March 8, 2019

Poetry for Worldbuilding

        At Boskone I presented a workshop on how poetry is a great tool for worldbuilding, both in the sense of helping the creator create the world and in the sense of helping the reader be more immersed in the world.  I thought I’d post my main points here today.  Let’s start with a reminder about how pervasive poetry actually is in the real world, something people often don’t seem to notice.  You can check out previous posts Poetry is Everywhere Part I and II.  Think about all the different forms poetry can take: songs (including lullabies, hymns, love songs, ballads, drinking songs, work songs), riddles, epics and historical lays, casual snippets, advertising jingles, laments, children’s games, prophesies, mnemonic lists, psalms, satires, proverbs, challenges/taunts/trash-talking…
        Now consider how all those different forms of poetic language can gives clues about culture
- by referring to gods, historical or legendary figures, or pop figures
- by showing what metaphors are meaningful
            what images are striking
- by hinting at what’s an insult, what’s a compliment, what’s amusing
- by highlighting what’s important
            what everyone recognizes and knows
            proverbs, idioms, clichés, wisdom
        Poetry is a great place to use “archaic” or untranslated words such as names of people (gods, historical or legendary figures, or pop figures, as mentioned above), strange creatures, plants, tools, etc.  Generally in writing fantasy if you lard your prose with too many of these words, it gets in the way of the story, makes things hard to understand, and seems jarring because, after all, your story may be set in another world but it’s all supposed to be “translated” into English.  On the other hand, fantasy words can be a fantastic tool for helping the reader feel that they really are in a different place and not just the everyday, ordinary world; too few strange creatures or mythic characters and the world you’ve created just doesn’t seem very magical or marvelous or different.  Poetry to the rescue, because it is a perfect place to refer to things with which the reader won’t already be familiar.  Firstly, it works because within the created world of the story, poetry is a place where archaic words and unexplained allusions really would turn up, so it doesn’t seem jarring or artificial to encounter them there.  Secondly , it works because in the meta sense it doesn’t matter if a reader doesn’t understand everything in a song or poem within the story.  The gist and purpose of the poem can be clear without understanding every word.
        Poetry can also be a great way to help establish the differences between different cultures within a world.  All the elements of poetry:
   structure – form, line length and meter, stanzas, refrains
   sound patterns – rhyme, rhythm, alliteration, onomatopoeia, repetition, parallel structure
   meaning – simile, metaphor, allegory, symbol
   image – description, senses, emotions
   register - the varieties of language that a speaker uses in a particular social context
can vary from culture to culture or from era to era.  Of course these elements can also vary widely within a single culture, but think, for example, of how Old English poetry tends to use alliteration across two halves of each line, while Japanese poetry tends to be built around stress patterns, classic English poetry loves rhyme, while modern English poetry tends to favor blank verse.  Considering how your different invented cultures might use poetry is a great discipline to help the creator to think about what’s important in each culture, what metaphors or images will be meaningful to them (and what won’t), what gods or historical figures will people allude to, and so on.  It’s also a great way to show  these things to the reader, which gives cultures much more feeling of depth.
        And finally, poetry can be used to give clues about individual characters.
What sorts of verse would this character know?
How learned are they in the history, religion, pop culture, or literature of their own culture?
How seriously do they take it?
What’s meaningful to them?
        Ultimately, what poetry requires of you is that you truly observe the world, both the physical world and the internal landscapes of people - and that’s also exactly what you need to be doing to create new worlds and the characters within them.

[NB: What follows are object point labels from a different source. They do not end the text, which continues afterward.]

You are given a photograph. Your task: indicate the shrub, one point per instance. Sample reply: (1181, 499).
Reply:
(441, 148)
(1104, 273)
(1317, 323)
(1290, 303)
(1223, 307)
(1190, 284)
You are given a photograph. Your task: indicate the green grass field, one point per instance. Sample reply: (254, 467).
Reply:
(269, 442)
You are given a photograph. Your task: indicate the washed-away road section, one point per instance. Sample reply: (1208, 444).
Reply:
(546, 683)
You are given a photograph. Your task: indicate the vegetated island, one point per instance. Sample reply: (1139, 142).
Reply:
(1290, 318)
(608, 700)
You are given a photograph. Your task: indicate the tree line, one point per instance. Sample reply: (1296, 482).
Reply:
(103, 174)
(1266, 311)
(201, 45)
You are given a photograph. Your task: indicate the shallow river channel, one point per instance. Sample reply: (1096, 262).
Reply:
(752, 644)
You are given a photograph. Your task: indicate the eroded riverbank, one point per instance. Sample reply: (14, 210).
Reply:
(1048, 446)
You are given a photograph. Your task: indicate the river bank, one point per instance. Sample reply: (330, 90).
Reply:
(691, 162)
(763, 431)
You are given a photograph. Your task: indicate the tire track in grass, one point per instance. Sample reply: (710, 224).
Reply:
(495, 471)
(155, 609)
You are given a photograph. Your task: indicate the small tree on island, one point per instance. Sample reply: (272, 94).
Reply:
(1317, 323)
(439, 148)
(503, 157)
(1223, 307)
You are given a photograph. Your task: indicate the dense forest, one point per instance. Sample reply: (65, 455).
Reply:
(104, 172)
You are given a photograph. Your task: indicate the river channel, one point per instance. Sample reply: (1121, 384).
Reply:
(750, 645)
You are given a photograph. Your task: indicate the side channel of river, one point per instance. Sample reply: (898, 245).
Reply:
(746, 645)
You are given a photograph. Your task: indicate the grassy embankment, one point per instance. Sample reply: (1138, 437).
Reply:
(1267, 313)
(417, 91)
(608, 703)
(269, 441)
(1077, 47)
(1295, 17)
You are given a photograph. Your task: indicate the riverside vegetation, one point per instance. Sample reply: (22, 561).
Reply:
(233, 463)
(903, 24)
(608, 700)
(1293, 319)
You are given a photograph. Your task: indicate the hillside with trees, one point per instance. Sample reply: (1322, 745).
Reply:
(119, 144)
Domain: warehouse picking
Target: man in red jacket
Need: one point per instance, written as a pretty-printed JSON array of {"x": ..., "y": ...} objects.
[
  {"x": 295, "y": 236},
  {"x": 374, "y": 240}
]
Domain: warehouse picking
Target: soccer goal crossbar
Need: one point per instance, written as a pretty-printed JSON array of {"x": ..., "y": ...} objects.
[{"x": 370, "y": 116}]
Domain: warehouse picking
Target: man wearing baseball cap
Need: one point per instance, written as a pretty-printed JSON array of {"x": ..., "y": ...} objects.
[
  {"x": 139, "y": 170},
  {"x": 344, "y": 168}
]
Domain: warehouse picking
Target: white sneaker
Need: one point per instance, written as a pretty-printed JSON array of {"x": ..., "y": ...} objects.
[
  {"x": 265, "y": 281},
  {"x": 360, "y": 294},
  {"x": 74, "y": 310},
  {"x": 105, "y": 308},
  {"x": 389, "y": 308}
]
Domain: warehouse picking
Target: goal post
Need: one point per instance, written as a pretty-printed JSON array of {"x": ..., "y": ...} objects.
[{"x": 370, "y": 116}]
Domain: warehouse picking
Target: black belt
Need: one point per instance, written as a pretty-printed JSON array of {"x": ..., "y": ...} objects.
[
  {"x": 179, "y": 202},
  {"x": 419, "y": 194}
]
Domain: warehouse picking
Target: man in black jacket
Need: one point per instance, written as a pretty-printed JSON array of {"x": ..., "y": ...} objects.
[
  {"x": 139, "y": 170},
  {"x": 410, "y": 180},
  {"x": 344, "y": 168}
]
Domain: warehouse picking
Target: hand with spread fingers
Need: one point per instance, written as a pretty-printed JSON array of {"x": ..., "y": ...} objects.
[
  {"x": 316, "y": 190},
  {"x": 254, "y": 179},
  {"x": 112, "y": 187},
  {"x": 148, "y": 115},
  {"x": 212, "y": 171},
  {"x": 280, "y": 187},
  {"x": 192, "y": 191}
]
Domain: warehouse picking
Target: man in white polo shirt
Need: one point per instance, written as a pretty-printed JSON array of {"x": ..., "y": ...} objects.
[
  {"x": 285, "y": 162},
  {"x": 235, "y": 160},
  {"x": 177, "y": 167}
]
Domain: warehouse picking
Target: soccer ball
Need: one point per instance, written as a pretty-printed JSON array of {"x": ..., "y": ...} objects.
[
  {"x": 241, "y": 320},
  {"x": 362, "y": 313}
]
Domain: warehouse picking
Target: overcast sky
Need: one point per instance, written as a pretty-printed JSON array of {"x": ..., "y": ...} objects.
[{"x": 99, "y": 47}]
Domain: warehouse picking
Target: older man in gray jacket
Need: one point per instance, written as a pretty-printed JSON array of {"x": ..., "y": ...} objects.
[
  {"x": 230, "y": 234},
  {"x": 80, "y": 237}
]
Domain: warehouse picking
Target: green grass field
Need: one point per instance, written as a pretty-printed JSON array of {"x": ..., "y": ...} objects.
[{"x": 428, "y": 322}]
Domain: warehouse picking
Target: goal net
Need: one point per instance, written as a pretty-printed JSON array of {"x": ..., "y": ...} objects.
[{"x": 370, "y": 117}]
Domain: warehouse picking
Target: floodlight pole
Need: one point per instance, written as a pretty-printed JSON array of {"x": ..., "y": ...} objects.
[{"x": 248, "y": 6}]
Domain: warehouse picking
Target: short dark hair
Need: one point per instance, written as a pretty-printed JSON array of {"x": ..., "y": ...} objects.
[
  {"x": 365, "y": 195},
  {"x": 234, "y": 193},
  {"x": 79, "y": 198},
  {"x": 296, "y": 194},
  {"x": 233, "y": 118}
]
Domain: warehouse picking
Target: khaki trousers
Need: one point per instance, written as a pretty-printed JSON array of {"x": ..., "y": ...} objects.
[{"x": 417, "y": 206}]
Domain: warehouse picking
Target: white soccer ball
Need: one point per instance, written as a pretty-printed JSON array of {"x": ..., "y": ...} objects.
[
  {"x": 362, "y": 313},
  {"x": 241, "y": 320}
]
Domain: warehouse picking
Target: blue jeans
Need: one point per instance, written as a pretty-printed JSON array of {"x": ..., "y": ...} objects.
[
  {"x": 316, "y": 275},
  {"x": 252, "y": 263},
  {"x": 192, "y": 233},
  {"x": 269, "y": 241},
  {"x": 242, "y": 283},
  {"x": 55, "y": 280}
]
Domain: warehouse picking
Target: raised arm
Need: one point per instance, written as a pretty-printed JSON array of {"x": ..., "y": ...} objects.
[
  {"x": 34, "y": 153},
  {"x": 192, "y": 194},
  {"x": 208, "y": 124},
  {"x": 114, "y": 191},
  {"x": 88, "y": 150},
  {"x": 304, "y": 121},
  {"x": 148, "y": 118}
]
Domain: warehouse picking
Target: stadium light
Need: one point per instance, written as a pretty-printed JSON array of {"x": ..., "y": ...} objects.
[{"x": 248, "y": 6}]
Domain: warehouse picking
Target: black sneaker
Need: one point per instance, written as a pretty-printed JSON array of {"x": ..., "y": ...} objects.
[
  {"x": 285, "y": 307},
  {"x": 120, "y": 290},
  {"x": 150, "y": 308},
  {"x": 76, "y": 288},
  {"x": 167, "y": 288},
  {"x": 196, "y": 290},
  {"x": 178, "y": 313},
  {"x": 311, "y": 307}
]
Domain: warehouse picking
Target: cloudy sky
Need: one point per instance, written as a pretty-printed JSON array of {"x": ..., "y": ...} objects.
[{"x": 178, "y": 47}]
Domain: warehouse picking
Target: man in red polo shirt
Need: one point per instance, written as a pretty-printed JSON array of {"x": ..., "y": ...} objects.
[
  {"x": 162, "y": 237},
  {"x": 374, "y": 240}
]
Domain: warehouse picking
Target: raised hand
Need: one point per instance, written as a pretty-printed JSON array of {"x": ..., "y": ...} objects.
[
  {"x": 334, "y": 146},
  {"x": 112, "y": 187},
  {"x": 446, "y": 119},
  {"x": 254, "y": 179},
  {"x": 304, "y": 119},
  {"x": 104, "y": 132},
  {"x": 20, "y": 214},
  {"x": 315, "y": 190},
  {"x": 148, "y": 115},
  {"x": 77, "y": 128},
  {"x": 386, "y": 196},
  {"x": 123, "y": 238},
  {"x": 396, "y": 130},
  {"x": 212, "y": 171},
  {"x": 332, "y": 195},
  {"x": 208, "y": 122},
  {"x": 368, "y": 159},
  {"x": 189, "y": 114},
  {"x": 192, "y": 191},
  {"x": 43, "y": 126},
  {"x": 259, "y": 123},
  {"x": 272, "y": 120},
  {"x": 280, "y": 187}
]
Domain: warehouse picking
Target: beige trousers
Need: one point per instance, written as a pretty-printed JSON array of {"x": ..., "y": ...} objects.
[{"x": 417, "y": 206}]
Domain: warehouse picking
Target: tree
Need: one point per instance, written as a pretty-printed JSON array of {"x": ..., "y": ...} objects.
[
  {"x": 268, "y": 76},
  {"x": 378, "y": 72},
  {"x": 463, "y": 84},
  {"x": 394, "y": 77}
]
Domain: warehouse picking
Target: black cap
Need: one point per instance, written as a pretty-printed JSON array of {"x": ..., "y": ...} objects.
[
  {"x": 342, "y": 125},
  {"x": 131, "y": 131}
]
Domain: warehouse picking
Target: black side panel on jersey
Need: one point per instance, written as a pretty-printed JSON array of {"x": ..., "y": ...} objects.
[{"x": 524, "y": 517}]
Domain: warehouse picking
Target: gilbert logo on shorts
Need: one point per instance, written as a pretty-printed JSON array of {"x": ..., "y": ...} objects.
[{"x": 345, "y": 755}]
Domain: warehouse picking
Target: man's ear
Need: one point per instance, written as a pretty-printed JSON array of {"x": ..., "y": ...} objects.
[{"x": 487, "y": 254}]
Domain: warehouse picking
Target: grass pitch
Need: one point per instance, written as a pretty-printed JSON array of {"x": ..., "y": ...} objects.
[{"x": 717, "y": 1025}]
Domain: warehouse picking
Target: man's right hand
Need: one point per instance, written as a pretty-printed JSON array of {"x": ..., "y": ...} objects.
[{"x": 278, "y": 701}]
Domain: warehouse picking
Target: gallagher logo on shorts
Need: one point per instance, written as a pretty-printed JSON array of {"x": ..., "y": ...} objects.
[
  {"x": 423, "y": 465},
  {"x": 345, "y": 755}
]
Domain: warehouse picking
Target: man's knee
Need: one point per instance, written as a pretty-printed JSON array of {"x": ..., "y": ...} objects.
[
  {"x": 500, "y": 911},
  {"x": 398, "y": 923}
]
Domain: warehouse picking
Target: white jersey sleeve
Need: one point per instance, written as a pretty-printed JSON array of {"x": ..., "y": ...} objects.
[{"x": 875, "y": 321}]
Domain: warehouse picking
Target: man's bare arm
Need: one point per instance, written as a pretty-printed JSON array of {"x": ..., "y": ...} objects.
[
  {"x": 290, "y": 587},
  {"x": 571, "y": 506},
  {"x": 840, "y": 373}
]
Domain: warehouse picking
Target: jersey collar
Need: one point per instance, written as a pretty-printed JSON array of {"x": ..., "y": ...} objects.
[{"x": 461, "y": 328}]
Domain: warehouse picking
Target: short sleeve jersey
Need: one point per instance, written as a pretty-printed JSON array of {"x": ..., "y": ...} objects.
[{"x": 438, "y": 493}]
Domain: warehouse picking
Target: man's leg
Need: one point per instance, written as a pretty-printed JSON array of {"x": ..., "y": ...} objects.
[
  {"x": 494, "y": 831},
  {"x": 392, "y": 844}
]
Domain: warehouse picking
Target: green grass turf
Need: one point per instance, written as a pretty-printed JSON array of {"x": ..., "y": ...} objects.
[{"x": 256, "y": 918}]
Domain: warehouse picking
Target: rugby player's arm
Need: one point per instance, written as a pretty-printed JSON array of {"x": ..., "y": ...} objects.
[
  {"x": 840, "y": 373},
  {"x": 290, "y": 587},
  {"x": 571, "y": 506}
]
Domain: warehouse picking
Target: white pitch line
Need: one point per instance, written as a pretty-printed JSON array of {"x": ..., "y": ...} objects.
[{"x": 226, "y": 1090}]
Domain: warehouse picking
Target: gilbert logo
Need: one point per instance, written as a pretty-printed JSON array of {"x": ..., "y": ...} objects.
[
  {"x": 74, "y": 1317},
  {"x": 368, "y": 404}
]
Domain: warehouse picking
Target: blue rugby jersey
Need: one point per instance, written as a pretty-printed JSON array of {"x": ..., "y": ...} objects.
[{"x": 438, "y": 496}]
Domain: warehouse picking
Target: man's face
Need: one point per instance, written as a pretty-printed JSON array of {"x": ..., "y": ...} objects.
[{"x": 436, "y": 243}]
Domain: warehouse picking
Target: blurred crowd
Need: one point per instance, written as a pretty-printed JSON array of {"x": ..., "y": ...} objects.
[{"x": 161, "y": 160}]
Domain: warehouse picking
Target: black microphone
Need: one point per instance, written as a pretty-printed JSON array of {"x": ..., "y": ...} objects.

[Pictures: Sibyl Reading, chiaroscuro woodcut by Ugo da Carpi, between 1500-1530 (Image from the Library of Congress);
Girl Reading a Book, woodcut by Weaver Hawkins, c.1926-8 (Image from Centre for Australian Art);
Ovid, woodcut from Metamorphoses by Ovid, probably 1549, although seriously, Penn Libraries, you didn’t think to give a proper source for your own picture??? (Image from Penn Libraries).]

1 comment:

Pax said...

Thanks for this helpful summary. Makes me almost wish that I could write fiction, but my efforts just don't work. Too many years being an historian or writing essays. I have very much enjoyed the Otherworld Series. Fun to read fantasy even if I can't write it myself.